O
PREDESTINADO
Alguns livros, como
certas pessoas, já nascem predestinados. Quando a Fundação Demócrito Rocha me
convidou para reunir cinquenta crônicas dessas que venho divulgando há dois
anos, aqui no espaço Opinião, pensei logo no título Os Espantos. A própria seleção dos textos me conduziu a esse nome,
pois a maioria das crônicas trata de vidas insólitas, obras de arte (que quase
sempre são espantosas) e situações estranhas ou engraçadas. Mal sabia eu que o
livro, assim batizado, continuaria me espantando, embora, como sua autora, eu já
devesse ter me acostumado a todas as suas características e possibilidades. O
susto, porém, continuou e talvez ainda persista por muito tempo, conforme fico
sabendo do destino que essa obra vai ganhando.
A
peripécia começou no caminhão que transportava os exemplares para o lançamento
em Fortaleza, a ocorrer durante a Bienal Internacional do Livro do Ceará. Em
certa altura da viagem, em Minas Gerais, o motorista perdeu o controle e o
veículo tombou, largando a carga pela estrada. Rapidamente, apareceram inúmeras
pessoas para se apoderar dos pacotes – e essa cena dos salteadores correndo com
caixas literárias é uma das coisas que eu jamais conseguiria, sozinha,
imaginar. Mas a vida supera a ficção, e o motorista, mesmo com um dos pulsos
quebrado, teve o espírito camoniano de se agarrar com um dos pacotes, para
salvá-lo. Foi essa caixa, sobrevivente do saque, que garantiu a quantidade de
exemplares para que o meu lançamento acontecesse, na quarta-feira passada.
Houve
rumores de que o acidente teria sido provocado por uma barricada preparada por
universitários, que, revoltados com os altos preços dos livros que têm de
comprar, decidiram saquear alguns. Ao abrirem os pacotes e depararem com o
título Os Espantos, imagino o que não
lhes passou pela cabeça...
Por
outro lado, ouvi versões garantindo que o assalto foi planejado por uma única
pessoa, um empresário que pretendia montar certa livraria monotemática em Ubá.
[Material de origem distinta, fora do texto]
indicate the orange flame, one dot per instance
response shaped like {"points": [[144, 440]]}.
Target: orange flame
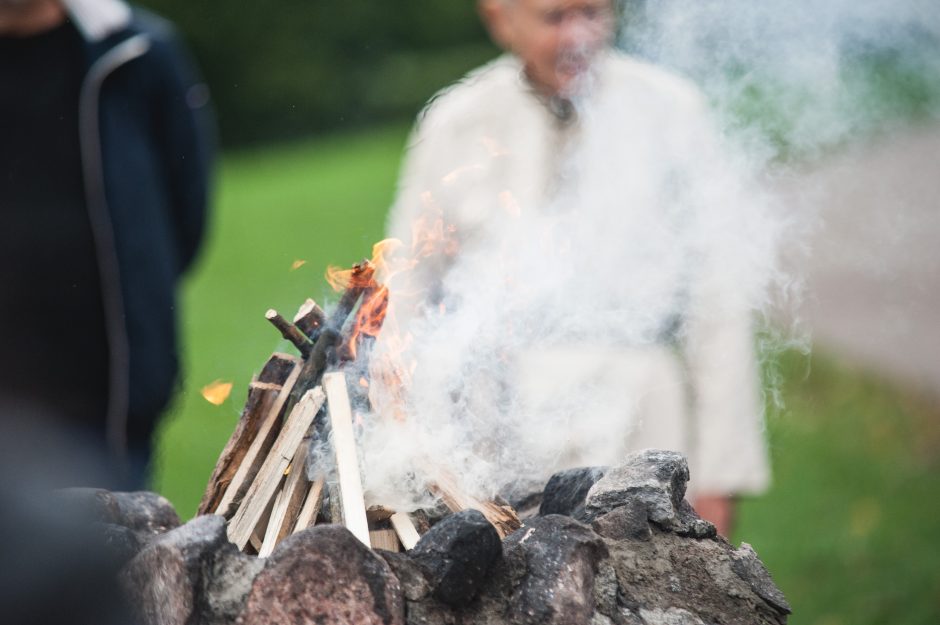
{"points": [[216, 392]]}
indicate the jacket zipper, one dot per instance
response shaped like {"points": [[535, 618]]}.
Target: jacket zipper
{"points": [[103, 234]]}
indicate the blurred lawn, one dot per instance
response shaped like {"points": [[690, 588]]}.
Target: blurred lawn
{"points": [[849, 530]]}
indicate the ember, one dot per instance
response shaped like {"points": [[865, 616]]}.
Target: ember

Os livros, após o roubo, seguiram transportados em lombo de burrinho pedrês até
um depósito clandestino, e em breve devem ser levados para a tal livraria. Enquanto
isso, alguns exemplares já começaram a circular informalmente e, de pessoa em
pessoa, vão ganhando mundo, viajando. Um dos livros até foi visto em Congonhas,
na mão do profeta Habacuque, de Aleijadinho.
A
editora providenciou uma nova impressão para substituir as unidades perdidas –
mas, para mim, os exemplares salvos pelo motorista são especiais. Com pequenos
amassados e pingos de sangue, eles trazem o sinal da esperança. Afinal, se a
posse de livros ainda provoca luta, nem tudo está perdido para a literatura!
Tércia
Montenegro (crônica publicada hoje no jornal O Povo. Disponível também no respectivo site)
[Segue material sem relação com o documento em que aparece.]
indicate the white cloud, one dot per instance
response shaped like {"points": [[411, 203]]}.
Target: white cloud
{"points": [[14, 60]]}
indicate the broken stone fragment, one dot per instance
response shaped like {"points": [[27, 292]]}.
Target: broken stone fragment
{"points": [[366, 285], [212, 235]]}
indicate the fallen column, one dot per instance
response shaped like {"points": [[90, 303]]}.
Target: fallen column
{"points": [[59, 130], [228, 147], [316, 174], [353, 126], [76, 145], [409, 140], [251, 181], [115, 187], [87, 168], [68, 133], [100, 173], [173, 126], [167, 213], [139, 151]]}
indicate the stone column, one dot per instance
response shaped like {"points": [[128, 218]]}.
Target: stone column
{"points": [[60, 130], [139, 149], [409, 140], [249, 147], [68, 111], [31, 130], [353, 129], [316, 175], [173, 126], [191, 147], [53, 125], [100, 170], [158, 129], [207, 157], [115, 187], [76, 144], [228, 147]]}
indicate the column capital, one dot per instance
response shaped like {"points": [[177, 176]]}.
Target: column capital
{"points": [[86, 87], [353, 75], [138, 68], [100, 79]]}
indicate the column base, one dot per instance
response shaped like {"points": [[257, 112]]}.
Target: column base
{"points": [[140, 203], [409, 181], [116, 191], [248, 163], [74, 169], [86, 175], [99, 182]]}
Uau! Esse, definitivamente, foi um encontro com o Real, ainda mais tendo o livro o título "Os espantos". Onde posso comprar meu exemplar? Será que ainda existe algum com pingos de sangue? Eu quero a marca da luta!
ResponderExcluirK.
Muito bom! eu tive a sorte de escutar essa história pela própria autora em sala, e o que ESPANTA é que o enredo real do livro já dá origem a outra história tão espantosa quando uma ficção. Tércia parabéns, sucesso sempre!
ResponderExcluirÉ simplesmente "esperançoso" por um lado, saber que se saqueia caminhos tombados com Livros. Há uma esperança no final da estrada. Sua crônica é um Espanto de doçura e me levou a pensar que ainda podemos continuar sonhando em lançar livros em nosso país, pois existe até saqueadores e movimentos em prol desse belo produto cultural. Aliás fonte onde se bebe a cultura. Parabéns Tércia!